The Hong Kong Maritime Museum has a prime location on Victoria Harbour.

The first chapter was moving into Murray House, in Stanley, the second was moving to our present location and the third will be the Swire Marine Discovery Centre, where we will develop exhibitions and educational programmes on marine-science-related topics, next to our continued focus on history and art.

Lucky man

I’m one of those people that you tend to find in the office after hours but recently I’ve started to get out more. I went with two friends to Pyramid Hill hiking, which was fantastic. I’ve realised I should do this more often as Hong Kong has some incredible islands and rural areas.
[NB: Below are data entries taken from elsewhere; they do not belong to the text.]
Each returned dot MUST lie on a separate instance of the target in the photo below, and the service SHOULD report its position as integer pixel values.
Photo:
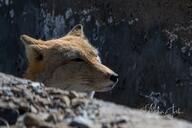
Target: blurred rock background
(148, 43)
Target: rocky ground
(27, 104)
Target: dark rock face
(148, 43)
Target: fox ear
(27, 40)
(33, 48)
(77, 31)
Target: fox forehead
(72, 46)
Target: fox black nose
(114, 78)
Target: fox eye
(77, 60)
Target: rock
(32, 120)
(54, 108)
(66, 100)
(8, 115)
(81, 122)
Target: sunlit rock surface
(24, 103)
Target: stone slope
(24, 103)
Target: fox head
(69, 63)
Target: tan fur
(53, 63)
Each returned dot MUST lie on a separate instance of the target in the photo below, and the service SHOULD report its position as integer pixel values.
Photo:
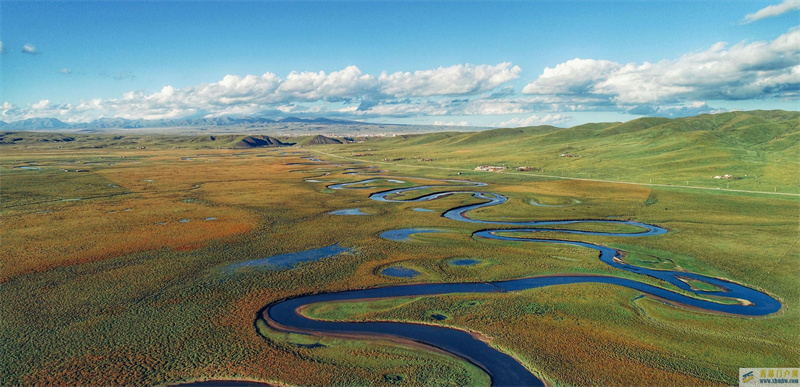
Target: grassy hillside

I think one of the things holding me back is that my wife and family are still in the Netherlands. I met my wife around the time I moved to New England and she’s an amazing woman, a great listener who always seems to know better than me. She’s coming to visit soon and I can’t wait to show her around this incredible city.

In the meantime, I do feel that I’m a lucky man. My apartment overlooks Victoria Harbour. Now that’s not bad for a Dutch boy who grew up many miles from the sea.

The Hong Kong Maritime Museum is scheduled to reopen on April 24, initially only on Sundays due to the construction work of the discovery centre.